我已经调整了我的答案以匹配 OP 发布的示例：

生成上图的代码如下：

import numpy as np
import pandas as pd
import matplotlib.pyplot as plt
import scipy.stats as sts

def rot(theta):
    theta = np.deg2rad(theta)
    return np.array([
        [np.cos(theta), -np.sin(theta)],
        [np.sin(theta), np.cos(theta)]
    ])

def getcov(radius=1, scale=1, theta=0):
    cov = np.array([
        [radius*(scale + 1), 0],
        [0, radius/(scale + 1)]
    ])

    r = rot(theta)
    return r @ cov @ r.T

def datalimits(*data, pad=.15):
    dmin,dmax = min(d.min() for d in data), max(d.max() for d in data)
    spad = pad*(dmax - dmin)
    return dmin - spad, dmax + spad

d = ({
    'Time' : [1,2,3,4,5,6,7,8],       
    'GrA_X' : [10,12,17,16,16,14,12,8],                 
    'GrA_Y' : [10,12,13,7,6,7,8,8], 
    'GrB_X' : [5,8,13,16,19,15,13,5],                 
    'GrB_Y' : [6,15,12,7,8,9,10,8],   
    'Reference_X' : [6,8,14,18,13,11,16,15],                 
    'Reference_Y' : [10,12,8,12,15,12,10,8],                  
    'GrA_Rad' : [8.3,8.25,8.2,8,8.15,8.15,8.2,8.3],  
    'GrB_Rad' : [8.3,8.25,8.3,8.4,8.6,8.4,8.3,8.65],               
    'GrA_Vel' : [0,2.8,5.1,6.1,1.0,2.2,2.2,4.0],
    'GrB_Vel' : [0,9.5,5.8,5.8,3.16,4.12,2.2,8.2],               
    'GrA_Scaling' : [0,0.22,0.39,0.47,0.07,0.17,0.17,0.31],
    'GrB_Scaling' : [0,0.53,0.2,0.2,0.06,0.1,0.03,0.4],                   
    'GrA_Rotation' : [0,45,23.2,-26.56,-33.69,-36.86,-45,-135], 
    'GrB_Rotation' : [0,71.6,36.87,5.2,8.13,16.70,26.57,90],                       
     })

df = pd.DataFrame(data=d)

limitpad = .5
clevels = 5
cflevels = 50

xmin,xmax = datalimits(df['GrA_X'], df['GrB_X'], pad=limitpad)
ymin,ymax = datalimits(df['GrA_Y'], df['GrB_Y'], pad=limitpad)
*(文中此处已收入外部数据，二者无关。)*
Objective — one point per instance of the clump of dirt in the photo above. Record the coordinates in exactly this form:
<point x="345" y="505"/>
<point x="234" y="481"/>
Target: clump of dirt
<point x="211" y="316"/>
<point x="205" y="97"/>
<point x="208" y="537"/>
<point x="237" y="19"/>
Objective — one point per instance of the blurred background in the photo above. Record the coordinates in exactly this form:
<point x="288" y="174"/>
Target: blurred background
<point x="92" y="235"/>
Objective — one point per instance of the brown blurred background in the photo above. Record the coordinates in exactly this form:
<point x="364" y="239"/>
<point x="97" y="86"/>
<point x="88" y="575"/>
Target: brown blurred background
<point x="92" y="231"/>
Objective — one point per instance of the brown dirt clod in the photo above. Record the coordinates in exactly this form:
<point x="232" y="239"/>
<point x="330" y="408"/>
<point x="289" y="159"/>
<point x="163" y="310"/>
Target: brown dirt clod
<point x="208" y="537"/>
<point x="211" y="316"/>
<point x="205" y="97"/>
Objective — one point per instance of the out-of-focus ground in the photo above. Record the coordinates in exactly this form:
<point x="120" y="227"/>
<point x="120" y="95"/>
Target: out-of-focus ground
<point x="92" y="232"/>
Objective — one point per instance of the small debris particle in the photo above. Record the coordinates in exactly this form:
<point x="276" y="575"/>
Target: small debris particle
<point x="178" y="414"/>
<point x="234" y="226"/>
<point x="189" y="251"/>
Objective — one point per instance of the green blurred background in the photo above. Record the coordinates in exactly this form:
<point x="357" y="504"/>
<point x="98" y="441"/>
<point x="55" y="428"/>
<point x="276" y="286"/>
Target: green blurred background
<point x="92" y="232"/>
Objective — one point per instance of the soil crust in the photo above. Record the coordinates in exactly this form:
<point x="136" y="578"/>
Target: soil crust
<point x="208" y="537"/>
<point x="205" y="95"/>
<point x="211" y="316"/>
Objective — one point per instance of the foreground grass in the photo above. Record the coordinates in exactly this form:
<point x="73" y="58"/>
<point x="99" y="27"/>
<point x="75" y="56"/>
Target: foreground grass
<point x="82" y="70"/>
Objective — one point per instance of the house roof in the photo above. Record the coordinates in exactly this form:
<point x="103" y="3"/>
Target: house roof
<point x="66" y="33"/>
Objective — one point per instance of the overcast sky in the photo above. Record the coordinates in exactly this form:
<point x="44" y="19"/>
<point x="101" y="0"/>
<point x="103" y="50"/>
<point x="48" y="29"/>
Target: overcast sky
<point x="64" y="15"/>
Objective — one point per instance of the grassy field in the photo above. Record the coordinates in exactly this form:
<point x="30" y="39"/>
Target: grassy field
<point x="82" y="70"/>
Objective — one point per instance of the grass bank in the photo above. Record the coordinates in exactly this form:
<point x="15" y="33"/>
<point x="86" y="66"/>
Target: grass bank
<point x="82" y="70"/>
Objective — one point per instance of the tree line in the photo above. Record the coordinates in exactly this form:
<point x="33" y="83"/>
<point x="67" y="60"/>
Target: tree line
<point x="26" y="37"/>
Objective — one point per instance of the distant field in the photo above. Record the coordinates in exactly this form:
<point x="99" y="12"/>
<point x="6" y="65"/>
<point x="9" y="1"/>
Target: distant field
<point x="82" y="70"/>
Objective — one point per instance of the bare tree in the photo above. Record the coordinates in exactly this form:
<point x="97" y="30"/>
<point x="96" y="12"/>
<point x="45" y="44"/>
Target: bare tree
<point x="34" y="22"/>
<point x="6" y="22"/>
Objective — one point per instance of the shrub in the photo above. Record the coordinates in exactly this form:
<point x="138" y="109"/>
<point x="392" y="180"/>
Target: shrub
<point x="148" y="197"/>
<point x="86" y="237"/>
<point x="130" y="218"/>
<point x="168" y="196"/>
X,Y = np.meshgrid(np.linspace(xmin, xmax), np.linspace(ymin, ymax))

fig = plt.figure(figsize=(10,6))
ax = plt.gca()

Zs = []
for l,color in zip('AB', ('red', 'yellow')):
    # plot all of the points from a single group
    ax.plot(df['Gr%s_X'%l], df['Gr%s_Y'%l], '.', c=color, ms=15, label=l)

    Zrows = []
    for _,row in df.iterrows():
        x,y = row['Gr%s_X'%l], row['Gr%s_Y'%l]
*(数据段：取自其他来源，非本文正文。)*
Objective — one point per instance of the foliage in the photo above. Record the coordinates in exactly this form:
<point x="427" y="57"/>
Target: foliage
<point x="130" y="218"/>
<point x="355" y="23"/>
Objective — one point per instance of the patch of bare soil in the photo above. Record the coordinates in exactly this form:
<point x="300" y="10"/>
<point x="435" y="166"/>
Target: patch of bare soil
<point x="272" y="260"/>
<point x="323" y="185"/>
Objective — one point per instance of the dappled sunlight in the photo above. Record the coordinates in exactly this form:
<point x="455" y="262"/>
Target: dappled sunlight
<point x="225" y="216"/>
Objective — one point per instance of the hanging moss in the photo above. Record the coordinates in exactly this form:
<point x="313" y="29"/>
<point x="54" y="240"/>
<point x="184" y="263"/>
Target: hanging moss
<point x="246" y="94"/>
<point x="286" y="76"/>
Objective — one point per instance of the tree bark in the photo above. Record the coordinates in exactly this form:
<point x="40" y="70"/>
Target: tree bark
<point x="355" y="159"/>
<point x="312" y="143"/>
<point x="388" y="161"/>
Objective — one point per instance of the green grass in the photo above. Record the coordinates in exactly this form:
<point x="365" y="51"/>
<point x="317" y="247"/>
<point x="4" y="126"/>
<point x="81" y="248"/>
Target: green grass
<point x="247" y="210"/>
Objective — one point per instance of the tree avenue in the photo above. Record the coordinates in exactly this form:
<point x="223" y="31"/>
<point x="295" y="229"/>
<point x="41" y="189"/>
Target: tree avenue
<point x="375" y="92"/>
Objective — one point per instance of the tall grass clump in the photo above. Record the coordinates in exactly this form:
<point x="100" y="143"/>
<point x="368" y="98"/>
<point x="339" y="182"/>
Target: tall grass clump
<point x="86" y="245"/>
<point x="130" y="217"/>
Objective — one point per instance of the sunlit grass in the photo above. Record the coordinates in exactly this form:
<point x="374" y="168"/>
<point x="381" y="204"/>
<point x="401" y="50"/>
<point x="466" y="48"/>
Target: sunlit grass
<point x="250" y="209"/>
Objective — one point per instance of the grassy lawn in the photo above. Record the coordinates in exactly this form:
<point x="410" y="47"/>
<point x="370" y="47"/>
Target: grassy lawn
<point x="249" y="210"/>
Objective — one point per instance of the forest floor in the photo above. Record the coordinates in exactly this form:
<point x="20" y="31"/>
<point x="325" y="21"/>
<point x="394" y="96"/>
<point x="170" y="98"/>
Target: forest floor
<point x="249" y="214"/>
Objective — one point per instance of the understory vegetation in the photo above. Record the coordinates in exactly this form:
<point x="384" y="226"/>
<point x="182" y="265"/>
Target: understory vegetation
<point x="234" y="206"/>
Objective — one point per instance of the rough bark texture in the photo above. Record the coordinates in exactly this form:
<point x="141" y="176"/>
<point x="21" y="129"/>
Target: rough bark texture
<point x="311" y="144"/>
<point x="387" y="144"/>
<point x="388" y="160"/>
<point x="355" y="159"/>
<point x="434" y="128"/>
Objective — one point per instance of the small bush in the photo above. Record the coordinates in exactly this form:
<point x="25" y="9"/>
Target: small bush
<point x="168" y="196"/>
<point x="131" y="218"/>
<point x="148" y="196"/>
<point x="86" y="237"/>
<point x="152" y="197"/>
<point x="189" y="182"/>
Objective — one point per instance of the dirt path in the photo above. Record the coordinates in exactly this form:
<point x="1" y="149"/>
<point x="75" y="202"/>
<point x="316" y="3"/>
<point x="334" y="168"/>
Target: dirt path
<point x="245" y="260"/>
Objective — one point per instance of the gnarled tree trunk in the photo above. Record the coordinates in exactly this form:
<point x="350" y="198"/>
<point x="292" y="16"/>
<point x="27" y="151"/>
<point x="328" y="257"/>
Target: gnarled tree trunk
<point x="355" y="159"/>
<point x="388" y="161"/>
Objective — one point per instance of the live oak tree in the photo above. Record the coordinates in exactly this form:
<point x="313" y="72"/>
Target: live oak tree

        cov = getcov(radius=row['Gr%s_Rad'%l], scale=row['Gr%s_Scaling'%l], theta=row['Gr%s_Rotation'%l])
        mnorm = sts.multivariate_normal([x, y], cov)
        Z = mnorm.pdf(np.stack([X, Y], 2))
        Zrows.append(Z)

    Zs.append(np.sum(Zrows, axis=0))

# plot the reference points

# create Z from the difference of the sums of the 2D Gaussians from group A and group B
Z = Zs[0] - Zs[1]

# normalize Z by shifting and scaling, so that the smallest value is 0 and the largest is 1
normZ = Z - Z.min()
normZ = normZ/normZ.max()

# plot and label the contour lines
cs = ax.contour(X, Y, normZ, levels=clevels, colors='w', alpha=.5)
ax.clabel(cs, fmt='%2.1f', colors='w')#, fontsize=14)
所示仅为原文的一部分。